Since Kubernetes 1.26, kubectl debug node/<node-name> creates a privileged pod on the specified node with the host filesystem mounted at /host. This gives you a root shell on any node without SSH access. The feature was designed for managed Kubernetes services (EKS, GKE, AKS) where SSH to nodes is impossible or discouraged. It works by creating a pod with hostPID: true, hostNetwork: true, and the root filesystem bind-mounted.

The most common kubectl typo has a dedicated alias¶

kubectl is so frequently mistyped that k is the officially recommended alias. The Kubernetes documentation includes instructions for setting up alias k=kubectl and enabling bash/zsh completion for the alias. Power users go further: kgp for kubectl get pods, kd for kubectl describe, and kl for kubectl logs. The kubectl binary name was itself a compromise — the original proposal was kubecfg.

JSONPath and custom-columns in kubectl are criminally underused¶

kubectl get pods -o jsonpath='{.items[*].status.containerStatuses[*].restartCount}' extracts specific fields without piping through jq. Custom columns (kubectl get pods -o custom-columns=NAME:.metadata.name,RESTARTS:.status.containerStatuses[0].restartCount) produce clean tabular output. These features eliminate the fragile grep | awk | cut pipelines that break whenever output formatting changes.

The kubectl plugin system lets you add any debugging command¶

Any executable named kubectl-<name> on your PATH becomes a kubectl subcommand. kubectl sniff (packet capture), kubectl tree (resource ownership), kubectl neat (clean YAML output), and kubectl images (list images in a cluster) are all community plugins installable via krew, the kubectl plugin manager. Krew hosts over 200 plugins as of 2024.

Resource quotas and LimitRanges cause silent deployment failures¶

If a namespace has a ResourceQuota and your deployment does not specify resource requests/limits, the pod creation fails silently — the Deployment controller creates a ReplicaSet, the ReplicaSet tries to create pods, the pods are rejected, but no top-level error appears on the Deployment. You must drill down: kubectl describe deployment -> kubectl describe replicaset -> see the event showing quota violation. This multi-level indirection is a common debugging trap.

Kubernetes audit logs record every API call — if you enable them¶

By default, most managed Kubernetes services have audit logging disabled or set to minimal levels. When enabled at the RequestResponse level, audit logs capture the complete request and response body for every API call. This is invaluable for debugging "who deleted my pod" or "what changed this ConfigMap" mysteries, but the volume is enormous — a busy cluster can generate gigabytes of audit logs per hour.
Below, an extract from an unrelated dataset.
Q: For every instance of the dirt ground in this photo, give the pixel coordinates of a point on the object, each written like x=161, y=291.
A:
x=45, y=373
Port-forward is a debugging lifeline but it is fragile¶

kubectl port-forward creates a TCP tunnel from your local machine to a pod, service, or deployment. It is the fastest way to access a database, admin UI, or debug endpoint without creating an Ingress. However, port-forward connections are tunneled through the API server and are fragile — they drop on network hiccups, pod restarts, and sometimes spontaneously. For persistent access, a proper Service or Ingress is always more reliable.